Upon his election, MacFarlane appointed his campaign manager, Jean Dubofsky, to serve as Chief Deputy Attorney General for the 40-attorney office, and Mary Mullarkey as Deputy AG for the Appellate Section. Mullarkey would subsequently serve as Solicitor General for MacFarlane and she and Jean Dubofsky would later serve on the Colorado Supreme Court. Janice Davidson would become Chief Judge of the Colorado Court of Appeals. When David Robbins replaced Dubofsky as Chief Deputy Attorney General in 1977, Greg Hobbs became the head of the Natural Resources Section. Hobbs would also become a water law expert and be appointed to the Colorado Supreme Court in 1996. MacFarlane created two regional offices. José Márquez, who manned a satellite office in Grand Junction, would subsequently be appointed to the Colorado Court of Appeals, and Joe Ulibarri headed an office in Pueblo. As attorneys who worked for Duke Dunbar left the office, the average age of the legal staff dropped dramatically.

MacFarlane’s first task was to complete the reorganization approved by the legislature in 1973. He brought all Assistant Attorneys General into one location and made it clear to the state agencies that the Attorney General would no longer be their hired hand. Agencies would no longer be able to hire outside counsel without the Attorney General’s permission. The transition was difficult. “It’s not my job to tell an agency what it wants to hear,” MacFarlane said. “They’re used to telling their lawyer what they want. It’s different when their lawyer tells them what they’re doing is wrong. They get very uptight,” he explained.[1] More than any of his predecessors, MacFarlane emphasized his role as an independent elected official.
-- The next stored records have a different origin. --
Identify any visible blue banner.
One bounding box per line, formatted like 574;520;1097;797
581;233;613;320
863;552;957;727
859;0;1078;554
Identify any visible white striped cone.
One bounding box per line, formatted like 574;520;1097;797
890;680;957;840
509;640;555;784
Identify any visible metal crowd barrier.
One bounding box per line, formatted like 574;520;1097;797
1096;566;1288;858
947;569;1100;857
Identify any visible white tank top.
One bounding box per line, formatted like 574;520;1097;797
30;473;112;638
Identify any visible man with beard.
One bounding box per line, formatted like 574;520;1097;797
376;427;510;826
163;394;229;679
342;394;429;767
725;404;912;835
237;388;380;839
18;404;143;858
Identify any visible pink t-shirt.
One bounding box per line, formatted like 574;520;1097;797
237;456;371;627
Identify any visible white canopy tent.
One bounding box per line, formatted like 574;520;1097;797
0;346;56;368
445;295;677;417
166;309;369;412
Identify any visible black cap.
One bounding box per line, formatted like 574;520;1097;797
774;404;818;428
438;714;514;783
While MacFarlane had a reputation as a low-key personality, he did not shy from public confrontation. In his first two years in office, he butted heads with the legislature by suing the Legislative Audit Committee for violating the sunshine law. He also “fought with University of Colorado Regents, criticized the Public Utilities Commission, opposed Governor Lamm on several issues, irritated state agency heads by the way he dealt with them, and became tangled in a bitter dispute with the state’s district attorneys.”[2]
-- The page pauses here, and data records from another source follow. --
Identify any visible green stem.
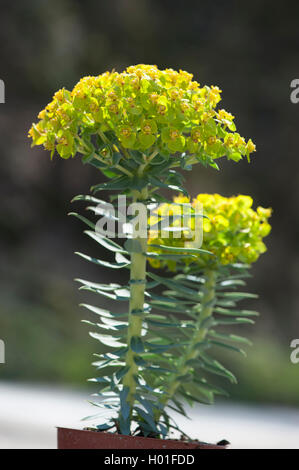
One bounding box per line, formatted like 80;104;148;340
122;188;148;414
156;270;217;421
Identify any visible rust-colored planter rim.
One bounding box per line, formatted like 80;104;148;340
57;428;227;450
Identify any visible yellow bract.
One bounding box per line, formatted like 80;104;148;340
29;64;255;163
149;194;272;269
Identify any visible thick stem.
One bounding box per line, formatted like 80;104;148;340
122;189;148;414
156;270;217;420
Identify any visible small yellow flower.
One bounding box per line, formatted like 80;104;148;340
246;139;256;153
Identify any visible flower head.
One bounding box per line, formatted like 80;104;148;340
149;194;272;269
29;64;255;161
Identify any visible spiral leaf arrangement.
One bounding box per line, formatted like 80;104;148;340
29;65;268;437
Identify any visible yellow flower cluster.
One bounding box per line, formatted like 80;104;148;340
149;194;272;269
29;65;255;161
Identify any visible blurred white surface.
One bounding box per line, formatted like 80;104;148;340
0;382;299;449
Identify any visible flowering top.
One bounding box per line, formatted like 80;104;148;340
29;65;255;164
149;194;272;269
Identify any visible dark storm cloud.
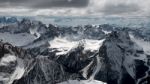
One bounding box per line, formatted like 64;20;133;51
0;0;89;8
102;3;140;15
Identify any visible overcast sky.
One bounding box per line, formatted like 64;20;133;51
0;0;150;16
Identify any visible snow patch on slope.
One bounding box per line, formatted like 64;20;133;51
0;54;25;84
58;80;107;84
130;34;150;55
0;54;16;66
49;37;104;55
0;33;35;46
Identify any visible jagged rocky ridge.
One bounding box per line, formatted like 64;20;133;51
0;19;148;84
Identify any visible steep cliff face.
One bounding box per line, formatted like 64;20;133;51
0;42;34;84
95;32;146;84
0;19;149;84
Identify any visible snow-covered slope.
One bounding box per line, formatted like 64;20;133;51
49;37;104;55
0;18;150;84
58;80;107;84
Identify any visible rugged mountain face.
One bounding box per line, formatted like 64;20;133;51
0;18;149;84
0;42;34;84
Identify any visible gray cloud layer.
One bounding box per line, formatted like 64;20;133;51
0;0;89;8
102;3;140;15
0;0;150;16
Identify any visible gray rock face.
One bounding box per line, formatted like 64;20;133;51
0;18;148;84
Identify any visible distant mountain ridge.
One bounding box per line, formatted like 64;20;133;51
0;18;150;84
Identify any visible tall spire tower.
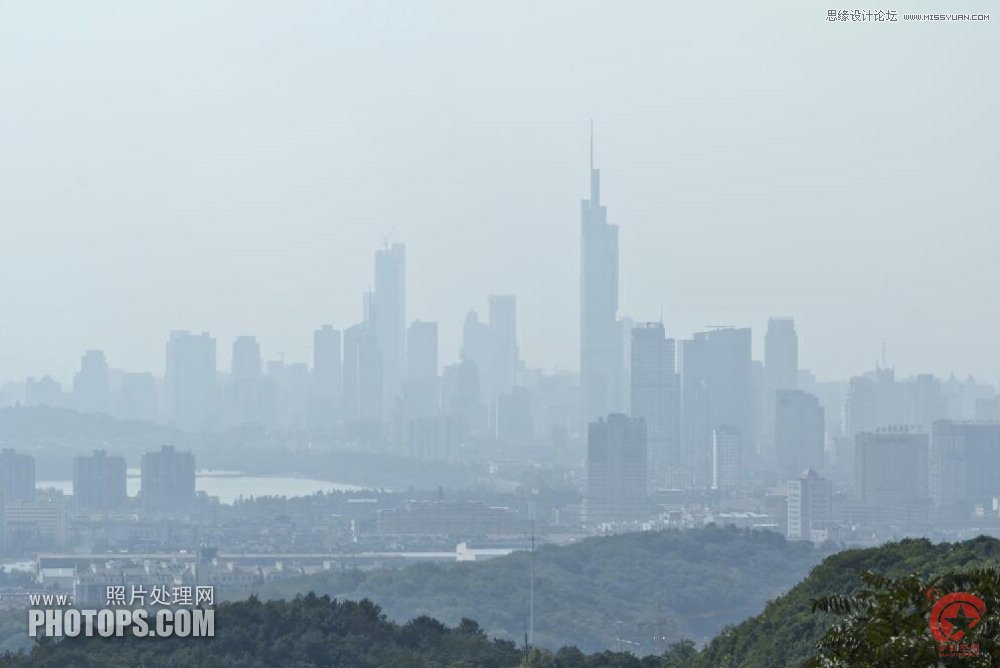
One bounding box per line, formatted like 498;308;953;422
580;121;622;425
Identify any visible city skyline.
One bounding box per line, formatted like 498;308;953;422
0;2;1000;381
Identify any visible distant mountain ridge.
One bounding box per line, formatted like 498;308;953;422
232;526;832;655
692;536;1000;668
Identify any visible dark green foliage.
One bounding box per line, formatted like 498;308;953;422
236;527;830;654
0;594;523;668
692;537;1000;668
807;568;1000;668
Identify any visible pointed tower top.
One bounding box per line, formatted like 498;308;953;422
590;118;594;169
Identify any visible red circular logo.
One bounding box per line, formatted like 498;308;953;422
930;591;986;643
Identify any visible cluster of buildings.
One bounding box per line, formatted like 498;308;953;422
0;445;196;554
4;134;1000;552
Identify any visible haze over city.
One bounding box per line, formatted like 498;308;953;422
0;2;1000;383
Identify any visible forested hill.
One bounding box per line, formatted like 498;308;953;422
694;537;1000;668
230;527;830;654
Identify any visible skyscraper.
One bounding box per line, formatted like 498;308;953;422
759;318;806;460
928;420;1000;517
309;325;344;431
140;445;195;512
774;390;826;477
73;350;111;413
854;427;930;527
372;243;406;408
630;322;681;487
487;295;517;400
680;327;756;486
344;322;384;424
460;309;490;384
585;413;647;524
230;336;263;425
403;320;441;416
787;468;833;540
580;128;622;423
712;424;742;490
73;450;128;510
164;331;218;431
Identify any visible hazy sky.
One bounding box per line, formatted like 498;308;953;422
0;0;1000;381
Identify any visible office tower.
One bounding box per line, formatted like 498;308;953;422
585;413;647;524
230;336;263;425
844;376;878;439
406;320;438;380
73;450;128;510
488;295;518;396
405;415;459;461
310;325;344;431
164;331;218;431
774;390;826;477
629;322;681;488
580;128;622;423
854;427;930;527
115;371;158;422
460;309;491;384
73;350;111;413
759;318;806;460
372;243;406;408
496;387;535;446
344;322;384;423
680;327;756;486
928;420;1000;517
140;445;195;512
261;360;311;431
787;468;833;540
442;359;486;442
0;448;35;501
844;367;949;437
403;320;441;416
712;425;742;490
764;318;799;391
613;316;635;413
24;376;64;406
0;498;67;551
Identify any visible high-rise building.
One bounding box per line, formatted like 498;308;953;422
406;320;438;380
73;350;111;413
774;390;826;477
679;327;756;486
73;450;128;511
24;376;65;406
787;468;833;540
310;325;344;431
0;448;35;501
344;322;384;424
758;318;806;460
928;420;1000;516
230;336;264;425
496;387;535;446
712;425;742;490
164;331;218;431
580;129;622;423
629;322;681;488
488;295;518;397
442;358;486;442
854;427;930;527
140;445;195;512
115;371;158;422
459;309;490;380
403;320;441;416
585;413;647;524
372;243;406;407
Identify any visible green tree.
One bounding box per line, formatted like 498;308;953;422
807;568;1000;668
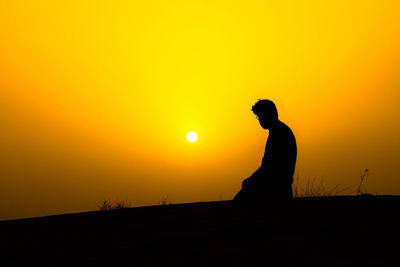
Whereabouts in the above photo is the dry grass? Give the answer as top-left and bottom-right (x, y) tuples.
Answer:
(98, 200), (131, 210)
(293, 169), (377, 197)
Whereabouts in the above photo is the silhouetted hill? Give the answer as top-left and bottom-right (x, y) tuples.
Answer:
(0, 196), (400, 266)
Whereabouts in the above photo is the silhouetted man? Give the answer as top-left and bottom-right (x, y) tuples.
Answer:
(234, 99), (297, 200)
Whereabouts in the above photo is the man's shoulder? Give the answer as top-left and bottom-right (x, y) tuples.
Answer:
(279, 122), (293, 135)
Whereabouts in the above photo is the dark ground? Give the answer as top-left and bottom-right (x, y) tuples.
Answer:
(0, 196), (400, 266)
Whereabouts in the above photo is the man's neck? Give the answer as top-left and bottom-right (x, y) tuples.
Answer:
(268, 119), (282, 132)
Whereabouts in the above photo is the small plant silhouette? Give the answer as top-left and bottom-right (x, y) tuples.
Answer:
(99, 200), (112, 210)
(98, 200), (131, 210)
(159, 196), (172, 206)
(293, 176), (343, 197)
(357, 169), (369, 195)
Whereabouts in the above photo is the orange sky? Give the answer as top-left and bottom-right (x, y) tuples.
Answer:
(0, 0), (400, 219)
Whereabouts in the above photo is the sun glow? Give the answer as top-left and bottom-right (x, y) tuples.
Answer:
(186, 131), (197, 143)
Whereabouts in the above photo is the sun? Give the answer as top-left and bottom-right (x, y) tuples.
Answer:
(186, 131), (197, 143)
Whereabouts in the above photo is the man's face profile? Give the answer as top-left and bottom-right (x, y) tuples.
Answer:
(257, 114), (273, 129)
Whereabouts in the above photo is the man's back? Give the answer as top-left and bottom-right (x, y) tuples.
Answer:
(234, 99), (297, 200)
(260, 122), (297, 184)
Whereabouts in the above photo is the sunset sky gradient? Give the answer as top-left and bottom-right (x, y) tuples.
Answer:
(0, 0), (400, 219)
His disputes with the District Attorneys included the Attorney General’s jurisdiction to prosecute criminal cases, which found a lasting place in the law books. MacFarlane and Denver District Attorney Dale Tooley became embroiled in a dispute after the Attorney General obtained an indictment through the statewide grand jury. Tooley brought a suit, ultimately decided by the State Supreme Court, that clarified the nature and extent of Attorney General powers. Tooley argued that the Attorney General’s organic statute was the exclusive source of the Attorney General’s power and, absent direction from the legislature or the Governor, the Attorney General lacked authority to prosecute criminal cases. MacFarlane argued that he could bring criminal cases pursuant to his broad common law powers as the state’s chief law enforcement officer. In People ex. rel. Tooley v. District Court, 190 Colo. 486, 549 P.2d 774 (1976), the Supreme Court sided with Tooley. The Tooley decision stands for the proposition that the General Assembly can take away the power of the Attorney General to handle any matter, as it did by granting criminal jurisdiction over most crimes to the District Attorneys. However, if the statutes are silent, the Attorney General can exercise common law powers.[3]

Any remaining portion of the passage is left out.